Alimentos con ácido clorogénico: el café en contexto
El café es la fuente más relevante de ácido clorogénico en la dieta occidental, pero no la única. Conocer el panorama completo ayuda a entender por qué el café ocupa una posición tan destacada:
| Alimento | Contenido AC | Observación |
| ☕ Café | Muy alto | Principal fuente en la dieta occidental. 1-2 tazas aportan dosis clínicamente relevantes |
| Café verde (suplemento) | Extremadamente alto | Concentración máxima antes del tueste. Disponible como extracto |
| Manzana (con piel) | Moderado | Distribución desigual: mayor concentración en la piel que en la pulpa |
| Pera | Moderado-bajo | Contenido variable según variedad y madurez |
| Patata (cruda) | Moderado | El cocinado reduce significativamente el contenido |
| Arándanos | Moderado | Combinado con otros polifenoles de alta actividad |
| Alcachofas | Moderado | Fuente vegetal destacada en la dieta mediterránea |
Lo que distingue al café del resto de fuentes no es solo la concentración de ácido clorogénico, sino la combinación de alta concentración con consumo habitual y repetido. Una manzana aporta ácido clorogénico, sí.

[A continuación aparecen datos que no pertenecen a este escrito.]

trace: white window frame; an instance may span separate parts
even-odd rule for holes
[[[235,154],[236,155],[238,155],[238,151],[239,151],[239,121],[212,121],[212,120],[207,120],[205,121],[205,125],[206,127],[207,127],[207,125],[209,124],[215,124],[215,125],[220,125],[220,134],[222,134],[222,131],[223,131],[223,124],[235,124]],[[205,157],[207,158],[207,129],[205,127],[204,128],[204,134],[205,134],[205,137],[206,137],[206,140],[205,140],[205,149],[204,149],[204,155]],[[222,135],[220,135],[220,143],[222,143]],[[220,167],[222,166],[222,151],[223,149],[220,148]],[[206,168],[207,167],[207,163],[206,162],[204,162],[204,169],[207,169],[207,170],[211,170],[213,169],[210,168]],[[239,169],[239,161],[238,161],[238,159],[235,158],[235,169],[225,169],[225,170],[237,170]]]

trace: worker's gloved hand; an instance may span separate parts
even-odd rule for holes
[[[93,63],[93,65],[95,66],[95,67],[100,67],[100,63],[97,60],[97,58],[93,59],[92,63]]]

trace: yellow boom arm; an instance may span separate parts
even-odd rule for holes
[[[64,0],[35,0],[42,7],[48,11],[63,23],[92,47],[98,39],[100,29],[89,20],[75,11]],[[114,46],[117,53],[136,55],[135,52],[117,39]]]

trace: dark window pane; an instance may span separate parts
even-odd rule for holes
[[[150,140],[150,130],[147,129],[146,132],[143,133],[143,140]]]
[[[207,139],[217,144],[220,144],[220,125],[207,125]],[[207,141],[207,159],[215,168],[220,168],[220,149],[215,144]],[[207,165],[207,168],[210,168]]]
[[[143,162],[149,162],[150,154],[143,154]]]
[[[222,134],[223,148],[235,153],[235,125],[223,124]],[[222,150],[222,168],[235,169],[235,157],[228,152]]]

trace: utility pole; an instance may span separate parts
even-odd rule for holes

Pero el consumo de dos o tres tazas de café diarias supone una ingesta sostenida de este compuesto que ningún otro alimento de consumo cotidiano puede igualar en la dieta occidental media.
Preguntas frecuentes
El ácido clorogénico es un compuesto fenólico —un polifenol de la familia de los ésteres del ácido hidroxicinámico— formado por la combinación del ácido cafeico y el ácido quínico. Se encuentra en altas concentraciones en el café verde y es el principal responsable de gran parte de la actividad antioxidante y antiinflamatoria del café.

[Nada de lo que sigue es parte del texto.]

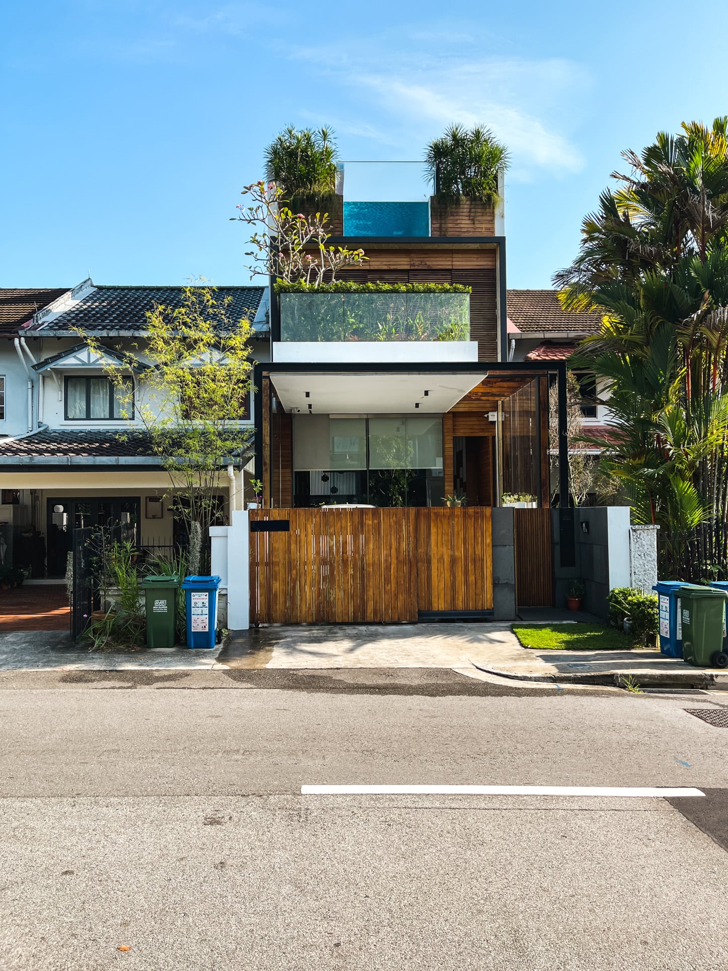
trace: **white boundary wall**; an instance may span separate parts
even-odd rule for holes
[[[247,510],[231,514],[231,525],[211,526],[212,572],[220,578],[229,630],[250,626],[250,524]]]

La evidencia científica disponible muestra una asociación consistente entre el consumo habitual de café —y por tanto de ácido clorogénico— y la reducción del riesgo de diabetes tipo 2. Los mecanismos propuestos incluyen la inhibición de enzimas digestivas de hidratos de carbono, la mejora de la sensibilidad a la insulina y la reducción de picos glucémicos postprandiales. No sustituye al tratamiento médico, pero tiene base científica como herramienta nutricional preventiva.
Sí, parcialmente. El proceso de tueste degrada una parte de los ácidos clorogénicos presentes en el grano verde. Los tuestes más oscuros reducen más la concentración que los tuestes medios o claros. Sin embargo, las cantidades que permanecen en el café tostado y en la bebida final siguen siendo nutricionalmente relevantes y suficientes para los efectos documentados por la literatura científica.

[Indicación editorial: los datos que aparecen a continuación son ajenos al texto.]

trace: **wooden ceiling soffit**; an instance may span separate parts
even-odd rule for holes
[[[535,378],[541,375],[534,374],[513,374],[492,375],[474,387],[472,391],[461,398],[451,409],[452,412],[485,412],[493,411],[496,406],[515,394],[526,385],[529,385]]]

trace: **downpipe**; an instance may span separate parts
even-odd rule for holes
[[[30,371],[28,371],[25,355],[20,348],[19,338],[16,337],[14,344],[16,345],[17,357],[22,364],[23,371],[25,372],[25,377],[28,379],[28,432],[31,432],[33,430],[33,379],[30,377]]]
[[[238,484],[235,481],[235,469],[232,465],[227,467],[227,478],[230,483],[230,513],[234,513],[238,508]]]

Además del café, el ácido clorogénico está presente en manzanas (especialmente en la piel), peras, patatas crudas, arándanos y alcachofas, entre otros. Sin embargo, el café es la fuente cuantitativamente más relevante en la dieta occidental por la combinación de alta concentración y consumo habitual diario.
Una taza de café filtrado de 200 ml puede aportar entre 70 y 350 mg de ácidos clorogénicos totales, dependiendo del tipo de café, el grado de tueste y el método de preparación. El espresso, al ser más concentrado, aporta más por unidad de volumen aunque menos por taza que el café filtrado. Las dosis utilizadas en estudios clínicos que documentan efectos metabólicos se solapan con el consumo habitual de 2-4 tazas diarias.